After adding the cheese, Bianco adds extremely thin red onions to the pizza. He estimates that each pie uses only ? to ¼ of an onion. He shaves the onions into ribbons with a mandolin, his ultimate goal being to "show restraint" with the flavor. Before adding them to the pizza, Bianco tosses the onions with extra virgin olive oil and sea salt. The onions are wilted and seasoned before ever going into the oven.

4. The Rosemary

Bianco adds a small amount of fresh rosemary immediately after adding the onions. He notes that when he was originally developing the Rosa that rosemary was one of his go-to ingredients and that there was rosemary growing right outside the restaurant. Just before adding it to the pizza, Bianco takes the rosemary off the stem and leaves the needles intact. Chopping, he says, would release too much of the essential oils which would "fuck up" the pizza. He sprinkles the needles of an estimated ½ a sprig of rosemary over the pizza, giving it "just a kiss of heady, forresty flavor." After adding rosemary, Bianco puts the pizza into the oven.

5. The Pistachios

About half-way through the cooking process, Bianco adds a heaping tablespoon of Arizona pistachios. As with the onions, Bianco emphasizes the importance of pre-seasoning. Bianco preps the pistachios by quickly roasting them with a bit of salt. He then gives them "a bump" with a mortar and pestle, to create different textures with both broken and "dusty" pistachio bits. Adding them while the pizza cooks allows the pistachios to sink into the cheese a bit, as opposed to sitting on top of it. Bianco decided to use pistachio because he couldn't find suitable sesame seeds to recreate the flavors he had in Liguria.
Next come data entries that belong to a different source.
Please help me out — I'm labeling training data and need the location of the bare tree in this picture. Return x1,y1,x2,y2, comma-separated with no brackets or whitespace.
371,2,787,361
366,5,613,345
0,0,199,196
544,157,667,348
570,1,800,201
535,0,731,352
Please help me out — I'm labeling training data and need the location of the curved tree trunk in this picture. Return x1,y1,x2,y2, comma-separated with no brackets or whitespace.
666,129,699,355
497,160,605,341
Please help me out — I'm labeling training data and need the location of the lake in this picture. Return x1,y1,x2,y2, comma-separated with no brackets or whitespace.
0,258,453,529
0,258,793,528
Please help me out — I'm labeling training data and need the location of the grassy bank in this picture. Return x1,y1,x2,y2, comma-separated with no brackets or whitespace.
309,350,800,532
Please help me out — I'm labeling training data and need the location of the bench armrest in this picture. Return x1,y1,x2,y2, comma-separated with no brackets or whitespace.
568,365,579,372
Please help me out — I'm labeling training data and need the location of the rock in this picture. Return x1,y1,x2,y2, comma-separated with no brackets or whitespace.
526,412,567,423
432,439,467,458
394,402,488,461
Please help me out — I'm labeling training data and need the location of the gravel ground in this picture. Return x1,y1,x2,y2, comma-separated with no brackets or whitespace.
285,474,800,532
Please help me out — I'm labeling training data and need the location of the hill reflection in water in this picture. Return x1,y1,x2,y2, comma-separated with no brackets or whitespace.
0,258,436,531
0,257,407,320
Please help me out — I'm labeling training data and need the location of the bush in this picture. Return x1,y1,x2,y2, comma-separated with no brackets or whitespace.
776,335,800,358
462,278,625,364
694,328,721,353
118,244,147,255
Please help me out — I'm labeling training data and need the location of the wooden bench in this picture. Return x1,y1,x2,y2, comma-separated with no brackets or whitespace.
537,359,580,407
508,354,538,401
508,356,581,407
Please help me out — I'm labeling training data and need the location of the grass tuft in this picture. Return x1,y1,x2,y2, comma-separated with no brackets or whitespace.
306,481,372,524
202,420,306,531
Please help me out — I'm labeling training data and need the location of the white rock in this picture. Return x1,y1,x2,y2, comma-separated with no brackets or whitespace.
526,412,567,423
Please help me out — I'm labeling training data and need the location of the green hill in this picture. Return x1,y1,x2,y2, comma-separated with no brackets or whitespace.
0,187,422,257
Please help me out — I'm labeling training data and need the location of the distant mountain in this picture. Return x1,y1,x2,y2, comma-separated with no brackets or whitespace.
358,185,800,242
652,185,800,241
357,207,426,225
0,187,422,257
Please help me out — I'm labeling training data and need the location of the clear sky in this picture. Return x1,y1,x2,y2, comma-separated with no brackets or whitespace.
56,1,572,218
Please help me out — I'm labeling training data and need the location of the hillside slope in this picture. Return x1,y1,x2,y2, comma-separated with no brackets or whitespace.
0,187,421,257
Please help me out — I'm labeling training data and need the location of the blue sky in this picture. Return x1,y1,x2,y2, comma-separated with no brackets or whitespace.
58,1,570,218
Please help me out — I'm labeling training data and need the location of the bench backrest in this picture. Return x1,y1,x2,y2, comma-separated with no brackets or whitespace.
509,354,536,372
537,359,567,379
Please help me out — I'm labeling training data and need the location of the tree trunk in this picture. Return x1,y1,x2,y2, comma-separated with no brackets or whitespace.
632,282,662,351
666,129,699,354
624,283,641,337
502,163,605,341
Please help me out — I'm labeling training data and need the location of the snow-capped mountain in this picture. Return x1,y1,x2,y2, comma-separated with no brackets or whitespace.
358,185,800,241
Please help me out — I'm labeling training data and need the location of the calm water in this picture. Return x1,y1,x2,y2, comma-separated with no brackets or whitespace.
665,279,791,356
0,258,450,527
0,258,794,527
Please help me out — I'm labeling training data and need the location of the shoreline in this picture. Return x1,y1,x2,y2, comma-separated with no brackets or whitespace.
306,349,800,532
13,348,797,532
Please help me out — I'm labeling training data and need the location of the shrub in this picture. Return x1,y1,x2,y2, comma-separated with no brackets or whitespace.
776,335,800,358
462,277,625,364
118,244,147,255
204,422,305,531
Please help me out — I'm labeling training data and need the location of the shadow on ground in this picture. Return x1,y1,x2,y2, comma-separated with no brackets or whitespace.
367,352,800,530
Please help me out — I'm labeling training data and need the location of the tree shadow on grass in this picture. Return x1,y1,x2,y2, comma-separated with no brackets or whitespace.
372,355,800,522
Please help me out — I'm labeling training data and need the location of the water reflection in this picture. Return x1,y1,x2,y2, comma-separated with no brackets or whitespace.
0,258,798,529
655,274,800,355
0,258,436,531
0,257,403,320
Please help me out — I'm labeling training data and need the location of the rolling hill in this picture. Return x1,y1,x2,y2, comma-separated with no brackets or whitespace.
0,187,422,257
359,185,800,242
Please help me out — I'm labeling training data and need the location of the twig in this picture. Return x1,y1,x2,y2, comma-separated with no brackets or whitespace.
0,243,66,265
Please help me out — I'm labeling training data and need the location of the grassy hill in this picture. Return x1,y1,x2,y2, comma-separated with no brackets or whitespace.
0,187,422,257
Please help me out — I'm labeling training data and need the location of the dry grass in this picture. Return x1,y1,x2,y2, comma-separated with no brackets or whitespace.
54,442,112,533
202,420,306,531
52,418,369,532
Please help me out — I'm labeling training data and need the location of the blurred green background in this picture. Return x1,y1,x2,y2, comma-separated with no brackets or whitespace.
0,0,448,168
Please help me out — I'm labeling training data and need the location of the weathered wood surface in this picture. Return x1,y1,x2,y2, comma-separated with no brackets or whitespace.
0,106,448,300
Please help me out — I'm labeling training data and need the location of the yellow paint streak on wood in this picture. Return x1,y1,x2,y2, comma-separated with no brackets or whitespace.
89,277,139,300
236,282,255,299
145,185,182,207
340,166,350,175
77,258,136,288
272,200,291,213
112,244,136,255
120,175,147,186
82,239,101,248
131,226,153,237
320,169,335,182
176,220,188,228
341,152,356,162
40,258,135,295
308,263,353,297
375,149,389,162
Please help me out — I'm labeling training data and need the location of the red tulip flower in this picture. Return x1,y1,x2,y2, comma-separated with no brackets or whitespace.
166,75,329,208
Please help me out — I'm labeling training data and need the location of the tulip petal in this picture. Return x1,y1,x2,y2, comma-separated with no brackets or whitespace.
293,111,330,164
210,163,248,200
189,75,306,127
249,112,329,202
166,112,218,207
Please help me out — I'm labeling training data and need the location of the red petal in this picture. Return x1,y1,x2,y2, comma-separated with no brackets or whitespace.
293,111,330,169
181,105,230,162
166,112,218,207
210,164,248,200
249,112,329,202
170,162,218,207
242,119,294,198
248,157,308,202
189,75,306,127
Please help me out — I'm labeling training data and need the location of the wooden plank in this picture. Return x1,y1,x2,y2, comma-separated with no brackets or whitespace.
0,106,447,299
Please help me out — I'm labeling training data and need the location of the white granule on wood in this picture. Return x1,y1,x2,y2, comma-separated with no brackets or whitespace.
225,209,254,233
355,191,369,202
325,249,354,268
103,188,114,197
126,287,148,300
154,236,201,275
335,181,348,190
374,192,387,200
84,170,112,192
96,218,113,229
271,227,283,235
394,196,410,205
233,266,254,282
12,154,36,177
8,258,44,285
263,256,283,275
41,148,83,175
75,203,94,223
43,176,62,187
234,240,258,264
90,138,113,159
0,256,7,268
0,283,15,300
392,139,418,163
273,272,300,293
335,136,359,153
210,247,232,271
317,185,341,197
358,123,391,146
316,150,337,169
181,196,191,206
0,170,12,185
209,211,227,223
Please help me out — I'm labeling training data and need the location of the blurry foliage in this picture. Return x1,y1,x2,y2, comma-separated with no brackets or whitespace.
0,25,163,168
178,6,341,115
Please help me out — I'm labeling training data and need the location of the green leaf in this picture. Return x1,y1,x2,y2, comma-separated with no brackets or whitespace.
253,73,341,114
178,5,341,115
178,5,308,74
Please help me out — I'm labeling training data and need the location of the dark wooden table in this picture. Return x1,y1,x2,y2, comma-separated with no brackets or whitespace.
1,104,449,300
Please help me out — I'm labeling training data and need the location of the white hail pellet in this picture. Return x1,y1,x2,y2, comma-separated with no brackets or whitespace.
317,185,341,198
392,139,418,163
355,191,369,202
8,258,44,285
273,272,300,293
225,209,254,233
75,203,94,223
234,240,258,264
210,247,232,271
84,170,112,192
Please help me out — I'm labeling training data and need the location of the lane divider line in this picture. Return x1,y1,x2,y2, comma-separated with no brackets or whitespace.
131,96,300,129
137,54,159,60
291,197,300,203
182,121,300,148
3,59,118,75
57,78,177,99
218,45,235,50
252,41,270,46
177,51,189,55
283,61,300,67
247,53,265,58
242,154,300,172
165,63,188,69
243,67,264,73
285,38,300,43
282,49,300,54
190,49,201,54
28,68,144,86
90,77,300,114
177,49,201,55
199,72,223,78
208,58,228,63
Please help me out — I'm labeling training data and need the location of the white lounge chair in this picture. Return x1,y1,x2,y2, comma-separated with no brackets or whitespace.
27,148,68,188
He had an abundance of pistachios on hand and found that they "married well" with the flavors of the pie. When the pizza is taken out of the oven, Bianco adds a "glug" of cold, Pacific Sun extra virgin olive oil which adds a temperature contrast and a bright flavor to the pizza. He also likes that as slices are taken from the pizza at the table, each slice is dragged back through the oil, mixing the "burnt bits" into every bite.